Although inappropriate or inaccurate BSE enactment may produce both false positives and false negatives for women, BSE is still regarded as a legitimate and realistic alternative for early breast cancer screening in women (Yip et al., 2007). c In order to perform BSE, the individual needs to possess the knowledge and skill on doing so. Women who perform BSE correctly monthly are more likely to detect a lump in the early stage of its tumor development which is critical for successful treatment and survival.
BC treatment is multidisciplinary, combining locoregional and systemic therapies. One of the major challenges for BC treatment is its heterogenous nature, which determines the therapeutic options (Polyak, 2011). According to Ganesh et al., (2010), BC can be managed using the following therapies; chemotherapy, gene therapy, non-drug therapies such as surgery and radiotherapy.
Also, Darby et al., (2011), says that breast conserving therapy which is an operation to remove the cancerous cells while avoiding mastectomy, according to multiple randomized clinical trials with follow- up of up to 20years have demonstrated that, is safer and has survival outcomes equivalent to mastectomy in stage i and iv breast cancer.
Complications of breast cancer can arise from the different treatment regimen for example; surgical complications include permanent scarring, infection, pain. (Fadi et al., 2021). Worth noting that, mammography screening is not a practical approach to pursue breast cancer prevention due to its high costs for the health system and individual women (in terms of out-of-pocket costs).
1.2 Problem Statement
The emergence of breast disease and subsequent development of cancer appears to be more aggressive in young women compared to its progression in older women (Ameer et al, 2014).
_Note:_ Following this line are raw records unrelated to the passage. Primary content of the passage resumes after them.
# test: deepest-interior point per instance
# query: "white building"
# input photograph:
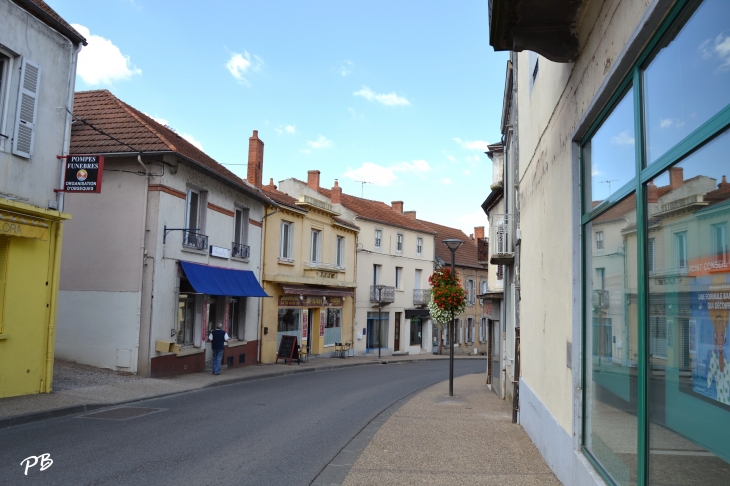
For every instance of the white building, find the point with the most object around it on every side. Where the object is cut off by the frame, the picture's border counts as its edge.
(394, 250)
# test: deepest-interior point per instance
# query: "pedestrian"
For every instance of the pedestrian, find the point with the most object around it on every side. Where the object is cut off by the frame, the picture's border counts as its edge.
(218, 339)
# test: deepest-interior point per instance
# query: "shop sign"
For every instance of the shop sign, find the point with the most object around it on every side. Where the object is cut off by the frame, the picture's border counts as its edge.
(83, 173)
(220, 252)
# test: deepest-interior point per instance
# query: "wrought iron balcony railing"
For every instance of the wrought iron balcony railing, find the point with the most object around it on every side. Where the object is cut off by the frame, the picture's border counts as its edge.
(501, 239)
(421, 296)
(195, 240)
(239, 250)
(387, 294)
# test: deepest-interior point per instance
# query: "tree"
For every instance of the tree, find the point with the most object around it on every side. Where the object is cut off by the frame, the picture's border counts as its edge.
(448, 299)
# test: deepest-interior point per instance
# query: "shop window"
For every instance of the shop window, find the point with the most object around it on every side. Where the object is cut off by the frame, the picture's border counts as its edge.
(185, 319)
(416, 330)
(333, 327)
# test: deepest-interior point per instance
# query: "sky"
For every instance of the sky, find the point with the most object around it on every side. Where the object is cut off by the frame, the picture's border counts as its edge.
(395, 100)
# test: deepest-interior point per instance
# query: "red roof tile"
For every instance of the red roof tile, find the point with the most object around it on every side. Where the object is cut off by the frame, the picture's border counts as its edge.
(116, 118)
(466, 255)
(378, 212)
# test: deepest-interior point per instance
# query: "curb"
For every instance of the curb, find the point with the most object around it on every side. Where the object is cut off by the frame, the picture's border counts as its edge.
(74, 409)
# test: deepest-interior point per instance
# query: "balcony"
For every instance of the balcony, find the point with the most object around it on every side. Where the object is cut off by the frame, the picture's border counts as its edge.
(600, 299)
(421, 296)
(501, 237)
(194, 240)
(387, 295)
(483, 251)
(239, 250)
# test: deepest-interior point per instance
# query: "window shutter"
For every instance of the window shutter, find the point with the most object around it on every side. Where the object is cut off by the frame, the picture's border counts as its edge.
(25, 117)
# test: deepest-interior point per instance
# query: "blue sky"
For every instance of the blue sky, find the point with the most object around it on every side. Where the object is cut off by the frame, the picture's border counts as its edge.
(404, 95)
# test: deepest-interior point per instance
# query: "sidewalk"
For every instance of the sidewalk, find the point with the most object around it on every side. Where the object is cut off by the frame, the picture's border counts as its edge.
(441, 440)
(78, 388)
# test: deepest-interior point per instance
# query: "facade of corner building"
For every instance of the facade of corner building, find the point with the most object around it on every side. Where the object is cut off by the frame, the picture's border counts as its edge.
(393, 250)
(616, 143)
(309, 270)
(171, 247)
(472, 326)
(38, 52)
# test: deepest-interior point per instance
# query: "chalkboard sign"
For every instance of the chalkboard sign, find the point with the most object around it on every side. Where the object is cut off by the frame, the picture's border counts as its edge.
(288, 349)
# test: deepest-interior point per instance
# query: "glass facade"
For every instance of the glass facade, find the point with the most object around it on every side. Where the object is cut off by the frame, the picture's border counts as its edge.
(656, 264)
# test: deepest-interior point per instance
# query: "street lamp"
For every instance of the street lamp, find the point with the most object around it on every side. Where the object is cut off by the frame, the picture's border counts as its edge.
(452, 244)
(380, 305)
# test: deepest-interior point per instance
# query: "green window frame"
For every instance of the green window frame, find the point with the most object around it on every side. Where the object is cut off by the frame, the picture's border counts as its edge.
(644, 173)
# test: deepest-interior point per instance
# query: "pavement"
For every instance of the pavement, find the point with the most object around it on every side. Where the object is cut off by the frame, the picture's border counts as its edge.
(440, 440)
(78, 388)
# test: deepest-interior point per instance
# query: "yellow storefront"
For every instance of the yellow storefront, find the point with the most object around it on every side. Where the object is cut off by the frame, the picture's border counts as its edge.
(30, 260)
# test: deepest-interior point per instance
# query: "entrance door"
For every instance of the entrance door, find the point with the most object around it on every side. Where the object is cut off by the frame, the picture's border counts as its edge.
(496, 357)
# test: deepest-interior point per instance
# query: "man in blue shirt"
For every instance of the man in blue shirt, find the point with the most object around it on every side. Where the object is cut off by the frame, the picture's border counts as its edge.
(218, 339)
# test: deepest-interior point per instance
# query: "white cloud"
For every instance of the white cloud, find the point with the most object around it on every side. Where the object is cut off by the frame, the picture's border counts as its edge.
(192, 140)
(472, 145)
(101, 62)
(239, 64)
(391, 99)
(385, 176)
(623, 138)
(320, 143)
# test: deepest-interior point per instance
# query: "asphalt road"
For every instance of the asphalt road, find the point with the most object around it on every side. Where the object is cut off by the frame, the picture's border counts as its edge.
(279, 431)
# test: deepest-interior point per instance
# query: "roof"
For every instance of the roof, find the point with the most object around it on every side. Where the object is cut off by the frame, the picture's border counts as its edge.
(129, 125)
(465, 256)
(43, 12)
(378, 212)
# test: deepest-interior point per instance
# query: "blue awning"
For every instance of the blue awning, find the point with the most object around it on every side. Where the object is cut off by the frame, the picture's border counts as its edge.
(222, 281)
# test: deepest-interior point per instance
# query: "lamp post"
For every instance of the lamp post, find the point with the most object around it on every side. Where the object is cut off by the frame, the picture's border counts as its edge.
(380, 306)
(452, 244)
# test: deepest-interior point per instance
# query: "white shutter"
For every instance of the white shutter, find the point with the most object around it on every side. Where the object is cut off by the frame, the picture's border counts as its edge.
(25, 117)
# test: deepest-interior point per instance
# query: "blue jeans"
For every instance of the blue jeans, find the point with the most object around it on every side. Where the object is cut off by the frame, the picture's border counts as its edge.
(217, 358)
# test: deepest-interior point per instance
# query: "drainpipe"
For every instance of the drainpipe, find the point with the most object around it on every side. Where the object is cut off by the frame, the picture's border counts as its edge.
(69, 118)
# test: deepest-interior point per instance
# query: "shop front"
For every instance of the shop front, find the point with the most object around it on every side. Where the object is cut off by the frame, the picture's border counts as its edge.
(319, 317)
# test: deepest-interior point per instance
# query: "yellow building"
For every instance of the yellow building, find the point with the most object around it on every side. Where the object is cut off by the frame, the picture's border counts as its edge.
(309, 271)
(30, 257)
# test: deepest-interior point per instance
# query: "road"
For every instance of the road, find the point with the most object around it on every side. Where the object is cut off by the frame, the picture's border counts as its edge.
(281, 430)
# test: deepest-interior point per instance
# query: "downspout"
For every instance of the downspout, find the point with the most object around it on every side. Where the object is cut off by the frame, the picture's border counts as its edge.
(67, 129)
(259, 330)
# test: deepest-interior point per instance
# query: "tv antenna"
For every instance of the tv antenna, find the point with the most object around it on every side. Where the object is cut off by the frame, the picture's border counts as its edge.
(362, 187)
(609, 184)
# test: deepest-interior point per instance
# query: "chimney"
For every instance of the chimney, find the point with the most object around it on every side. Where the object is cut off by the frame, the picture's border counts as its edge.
(255, 159)
(676, 177)
(336, 195)
(652, 193)
(313, 180)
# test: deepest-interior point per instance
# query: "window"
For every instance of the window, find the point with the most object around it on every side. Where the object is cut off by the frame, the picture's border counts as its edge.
(340, 256)
(285, 244)
(333, 327)
(240, 233)
(599, 240)
(651, 255)
(680, 250)
(315, 253)
(719, 243)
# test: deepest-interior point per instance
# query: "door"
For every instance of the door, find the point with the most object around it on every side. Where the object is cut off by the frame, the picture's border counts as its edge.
(496, 334)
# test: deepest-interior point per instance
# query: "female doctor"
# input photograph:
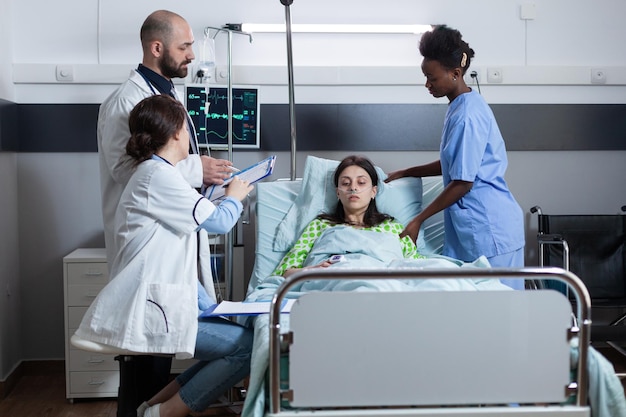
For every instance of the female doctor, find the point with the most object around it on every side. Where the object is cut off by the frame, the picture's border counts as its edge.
(150, 306)
(481, 216)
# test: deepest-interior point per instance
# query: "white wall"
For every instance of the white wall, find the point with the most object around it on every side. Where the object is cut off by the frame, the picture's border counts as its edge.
(545, 60)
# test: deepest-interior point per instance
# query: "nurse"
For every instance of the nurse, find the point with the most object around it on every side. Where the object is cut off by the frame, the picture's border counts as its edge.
(481, 216)
(150, 306)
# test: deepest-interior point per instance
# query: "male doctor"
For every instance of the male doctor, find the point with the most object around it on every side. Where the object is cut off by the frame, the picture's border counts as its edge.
(166, 40)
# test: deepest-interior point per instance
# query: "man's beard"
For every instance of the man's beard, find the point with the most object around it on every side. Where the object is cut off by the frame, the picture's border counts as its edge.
(171, 69)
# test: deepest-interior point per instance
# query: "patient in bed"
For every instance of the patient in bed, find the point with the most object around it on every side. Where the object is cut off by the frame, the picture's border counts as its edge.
(354, 226)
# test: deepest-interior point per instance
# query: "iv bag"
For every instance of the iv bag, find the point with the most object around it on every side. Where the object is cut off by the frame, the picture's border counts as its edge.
(207, 59)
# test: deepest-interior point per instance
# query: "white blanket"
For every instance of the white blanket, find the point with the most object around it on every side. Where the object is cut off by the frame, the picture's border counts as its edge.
(256, 395)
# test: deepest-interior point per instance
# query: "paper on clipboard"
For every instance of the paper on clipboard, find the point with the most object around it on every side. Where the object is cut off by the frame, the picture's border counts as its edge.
(254, 173)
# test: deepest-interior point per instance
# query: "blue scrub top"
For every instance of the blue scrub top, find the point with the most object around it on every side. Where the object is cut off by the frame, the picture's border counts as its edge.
(487, 220)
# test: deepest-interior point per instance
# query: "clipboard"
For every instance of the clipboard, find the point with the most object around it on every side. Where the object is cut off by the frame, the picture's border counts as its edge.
(254, 173)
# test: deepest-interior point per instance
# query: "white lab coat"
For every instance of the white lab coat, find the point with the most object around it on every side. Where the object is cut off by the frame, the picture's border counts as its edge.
(151, 303)
(115, 166)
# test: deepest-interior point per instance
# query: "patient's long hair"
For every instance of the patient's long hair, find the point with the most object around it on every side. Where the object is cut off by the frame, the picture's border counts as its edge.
(372, 216)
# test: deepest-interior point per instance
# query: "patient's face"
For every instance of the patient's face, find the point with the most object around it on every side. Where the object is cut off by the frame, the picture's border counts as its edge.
(355, 189)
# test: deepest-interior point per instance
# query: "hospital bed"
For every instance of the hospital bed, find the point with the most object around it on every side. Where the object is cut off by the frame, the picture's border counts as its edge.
(350, 353)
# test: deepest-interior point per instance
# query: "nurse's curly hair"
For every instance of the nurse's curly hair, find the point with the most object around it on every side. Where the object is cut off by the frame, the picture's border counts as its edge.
(152, 123)
(372, 216)
(446, 45)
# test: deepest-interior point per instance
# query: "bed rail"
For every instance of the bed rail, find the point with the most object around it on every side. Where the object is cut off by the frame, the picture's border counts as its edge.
(583, 308)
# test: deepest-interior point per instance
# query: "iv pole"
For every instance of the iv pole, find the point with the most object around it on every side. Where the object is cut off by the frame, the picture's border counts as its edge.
(292, 110)
(229, 237)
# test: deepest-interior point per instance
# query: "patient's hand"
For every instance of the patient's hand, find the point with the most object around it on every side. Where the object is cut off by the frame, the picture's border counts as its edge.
(394, 175)
(291, 271)
(412, 230)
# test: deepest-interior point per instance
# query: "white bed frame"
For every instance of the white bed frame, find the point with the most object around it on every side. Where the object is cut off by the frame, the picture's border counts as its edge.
(362, 354)
(430, 353)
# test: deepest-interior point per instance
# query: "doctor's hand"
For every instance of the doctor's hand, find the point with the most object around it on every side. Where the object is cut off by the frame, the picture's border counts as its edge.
(394, 175)
(215, 171)
(238, 189)
(412, 229)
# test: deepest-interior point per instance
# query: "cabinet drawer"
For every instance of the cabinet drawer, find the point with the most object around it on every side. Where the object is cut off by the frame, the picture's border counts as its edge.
(74, 317)
(82, 295)
(104, 382)
(87, 273)
(81, 360)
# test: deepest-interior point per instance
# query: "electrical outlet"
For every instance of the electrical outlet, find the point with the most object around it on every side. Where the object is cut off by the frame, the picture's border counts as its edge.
(598, 76)
(494, 75)
(472, 77)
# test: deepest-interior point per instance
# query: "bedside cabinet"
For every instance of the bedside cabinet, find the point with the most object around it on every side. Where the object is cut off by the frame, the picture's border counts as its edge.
(89, 374)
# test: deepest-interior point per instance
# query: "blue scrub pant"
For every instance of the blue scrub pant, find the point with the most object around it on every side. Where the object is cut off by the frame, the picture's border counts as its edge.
(513, 259)
(223, 349)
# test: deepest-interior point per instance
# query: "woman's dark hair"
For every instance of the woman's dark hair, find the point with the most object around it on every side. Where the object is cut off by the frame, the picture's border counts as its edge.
(372, 216)
(446, 45)
(152, 122)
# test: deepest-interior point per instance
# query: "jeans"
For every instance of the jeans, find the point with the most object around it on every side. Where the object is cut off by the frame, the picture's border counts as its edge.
(223, 349)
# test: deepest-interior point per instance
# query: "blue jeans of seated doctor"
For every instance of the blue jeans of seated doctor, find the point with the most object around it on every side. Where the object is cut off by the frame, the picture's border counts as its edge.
(223, 349)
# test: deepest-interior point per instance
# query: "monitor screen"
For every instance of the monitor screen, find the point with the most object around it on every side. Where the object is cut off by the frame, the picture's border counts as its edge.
(208, 108)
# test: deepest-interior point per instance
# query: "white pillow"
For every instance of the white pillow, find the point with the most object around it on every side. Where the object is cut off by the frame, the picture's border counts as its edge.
(401, 199)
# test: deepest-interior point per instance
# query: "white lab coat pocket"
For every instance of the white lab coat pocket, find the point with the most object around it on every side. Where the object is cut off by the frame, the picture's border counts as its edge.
(163, 304)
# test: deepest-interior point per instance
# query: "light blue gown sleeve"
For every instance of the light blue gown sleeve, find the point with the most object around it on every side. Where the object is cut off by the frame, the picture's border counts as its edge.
(224, 217)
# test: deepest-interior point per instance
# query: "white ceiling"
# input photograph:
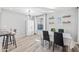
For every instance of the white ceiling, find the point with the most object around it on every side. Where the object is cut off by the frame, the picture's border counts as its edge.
(33, 10)
(37, 10)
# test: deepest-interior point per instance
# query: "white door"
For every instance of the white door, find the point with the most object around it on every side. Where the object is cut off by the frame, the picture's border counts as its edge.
(30, 27)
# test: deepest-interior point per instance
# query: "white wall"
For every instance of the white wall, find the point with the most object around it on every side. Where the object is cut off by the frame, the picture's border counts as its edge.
(71, 27)
(37, 21)
(13, 20)
(78, 24)
(30, 26)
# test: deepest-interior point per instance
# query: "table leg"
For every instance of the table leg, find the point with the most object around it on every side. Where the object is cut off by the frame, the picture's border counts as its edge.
(3, 42)
(6, 43)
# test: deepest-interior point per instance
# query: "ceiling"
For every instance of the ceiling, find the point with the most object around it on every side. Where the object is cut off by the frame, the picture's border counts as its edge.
(33, 10)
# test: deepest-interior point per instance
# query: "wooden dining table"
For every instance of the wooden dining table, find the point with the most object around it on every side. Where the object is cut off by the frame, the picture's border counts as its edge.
(5, 34)
(68, 40)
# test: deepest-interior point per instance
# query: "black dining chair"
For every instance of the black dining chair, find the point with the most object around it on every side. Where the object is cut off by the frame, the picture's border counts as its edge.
(61, 30)
(46, 37)
(58, 40)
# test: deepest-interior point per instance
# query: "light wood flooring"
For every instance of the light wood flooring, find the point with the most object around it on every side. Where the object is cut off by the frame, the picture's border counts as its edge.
(29, 44)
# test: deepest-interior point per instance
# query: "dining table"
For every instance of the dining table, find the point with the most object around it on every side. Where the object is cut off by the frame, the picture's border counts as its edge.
(67, 38)
(5, 34)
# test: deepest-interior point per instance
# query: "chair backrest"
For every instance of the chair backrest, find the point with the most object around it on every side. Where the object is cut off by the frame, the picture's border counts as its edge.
(53, 29)
(58, 39)
(61, 30)
(46, 36)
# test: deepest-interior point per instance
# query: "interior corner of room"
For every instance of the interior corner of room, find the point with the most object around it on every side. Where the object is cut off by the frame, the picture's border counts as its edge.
(29, 21)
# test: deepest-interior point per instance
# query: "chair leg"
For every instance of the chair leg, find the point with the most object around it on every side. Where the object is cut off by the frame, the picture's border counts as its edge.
(43, 43)
(3, 42)
(14, 41)
(10, 39)
(6, 43)
(53, 47)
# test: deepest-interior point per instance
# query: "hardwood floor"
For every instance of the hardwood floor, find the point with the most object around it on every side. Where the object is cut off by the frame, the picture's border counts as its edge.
(29, 44)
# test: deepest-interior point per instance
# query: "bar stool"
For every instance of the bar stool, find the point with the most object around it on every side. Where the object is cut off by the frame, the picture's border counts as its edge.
(12, 38)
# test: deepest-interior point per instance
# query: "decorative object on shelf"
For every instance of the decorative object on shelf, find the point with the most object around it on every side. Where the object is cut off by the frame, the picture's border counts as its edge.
(66, 22)
(66, 16)
(53, 29)
(66, 19)
(51, 17)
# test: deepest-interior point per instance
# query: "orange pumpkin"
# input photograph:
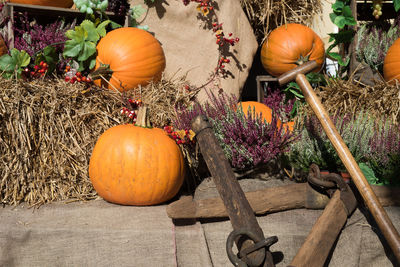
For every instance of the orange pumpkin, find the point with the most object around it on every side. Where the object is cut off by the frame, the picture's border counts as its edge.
(258, 108)
(133, 55)
(289, 46)
(391, 64)
(132, 165)
(54, 3)
(288, 126)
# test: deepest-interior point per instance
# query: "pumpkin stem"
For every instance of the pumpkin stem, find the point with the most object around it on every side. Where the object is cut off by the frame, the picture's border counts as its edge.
(104, 70)
(142, 119)
(302, 60)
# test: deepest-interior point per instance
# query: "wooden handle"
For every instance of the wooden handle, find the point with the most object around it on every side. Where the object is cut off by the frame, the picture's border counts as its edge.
(319, 242)
(239, 210)
(376, 209)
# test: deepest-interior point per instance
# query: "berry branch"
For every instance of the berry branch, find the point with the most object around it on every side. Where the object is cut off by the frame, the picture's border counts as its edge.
(207, 9)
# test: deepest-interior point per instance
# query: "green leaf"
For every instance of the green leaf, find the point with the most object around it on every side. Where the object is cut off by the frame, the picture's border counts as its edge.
(368, 173)
(338, 6)
(396, 4)
(339, 59)
(72, 49)
(88, 50)
(332, 16)
(340, 21)
(7, 63)
(23, 59)
(349, 16)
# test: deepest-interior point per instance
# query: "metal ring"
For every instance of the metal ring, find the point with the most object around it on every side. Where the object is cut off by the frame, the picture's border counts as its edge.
(231, 239)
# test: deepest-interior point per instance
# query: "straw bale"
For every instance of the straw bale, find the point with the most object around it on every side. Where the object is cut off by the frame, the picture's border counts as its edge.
(49, 128)
(345, 96)
(266, 15)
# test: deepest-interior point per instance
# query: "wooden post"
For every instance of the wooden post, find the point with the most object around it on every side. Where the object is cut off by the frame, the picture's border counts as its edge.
(319, 242)
(238, 208)
(382, 219)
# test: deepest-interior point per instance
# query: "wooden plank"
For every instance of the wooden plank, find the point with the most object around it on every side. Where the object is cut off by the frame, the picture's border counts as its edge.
(239, 210)
(319, 242)
(262, 201)
(265, 201)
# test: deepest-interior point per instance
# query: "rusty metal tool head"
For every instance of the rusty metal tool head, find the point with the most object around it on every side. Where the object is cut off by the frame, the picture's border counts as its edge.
(382, 219)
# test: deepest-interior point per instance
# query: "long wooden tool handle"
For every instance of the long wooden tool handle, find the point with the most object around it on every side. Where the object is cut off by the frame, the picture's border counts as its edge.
(376, 209)
(239, 210)
(319, 242)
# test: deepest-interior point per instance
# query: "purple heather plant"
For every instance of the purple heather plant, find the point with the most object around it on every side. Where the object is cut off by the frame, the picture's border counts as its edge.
(374, 142)
(247, 141)
(32, 37)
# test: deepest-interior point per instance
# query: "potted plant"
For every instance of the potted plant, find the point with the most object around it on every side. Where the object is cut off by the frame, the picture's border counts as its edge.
(373, 142)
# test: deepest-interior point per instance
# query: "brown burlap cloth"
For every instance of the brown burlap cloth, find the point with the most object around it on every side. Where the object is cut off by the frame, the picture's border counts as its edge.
(97, 233)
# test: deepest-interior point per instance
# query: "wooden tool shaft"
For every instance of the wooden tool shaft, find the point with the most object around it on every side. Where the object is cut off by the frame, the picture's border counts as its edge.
(239, 210)
(265, 201)
(319, 242)
(376, 209)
Delay in diagnosis and seeking proper treatment from the primary symptomatic detection of breast cancer lowers the level of successful treatment outcome and thus decreased survival length. But most breast cancer patients are diagnosed in developing countries, including Cameroon at an advanced stage due to a lack of understanding and inadequate knowledge.
In Cameroon, the incidence of breast cancer is higher than the world average; estimated at 2625 per 100,000 women with resultant high mortality (Bray et al., 2013). The overall survival at 5 and 10 years for breast cancer in Cameroon is estimated to be 30% and 13.2% respectively and is much lower than that of patients in some developed countries, which is between 90% and 82% respectively at 5 and 10 years (Ngowa et al., 2015). In this regard, women need to be “breast aware” by being able to identify the risk factors and symptoms of breast cancer as well as risk reduction strategies(Carlson et al, 2017). Generous commitment to public education about breast cancer screening and detection types, including the timely diagnosis, would save quite a lot of women’s lives.
However, there is evidence that comprehensive knowledge of BSE is still low in many developing countries. For example, in a survey of 790 female household representatives in Southwest Cameroon, only 25% demonstrated adequate knowledge of BSE and only 15% of those with knowledge reported practicing BSE (Azemfac et al., 2019). In a similar study carried out among female undergraduate students in the University of Buea the main reason for not performing BSE as cited by the respondents was the lack of knowledge. It’s against this backdrop that the researcher sought to assess the knowledge and practice of breast self-examination among women of reproductive age in the Molyko Community.
1.3. Research Questions
- What knowledge do women of reproductive age in the Molyko Community have on breast cancer?
- What knowledge do women of reproductive age in the Molyko Community have on breast self-examination?
- What practices are undertaken regarding breast self-examination among women of reproductive age in the Molyko Community?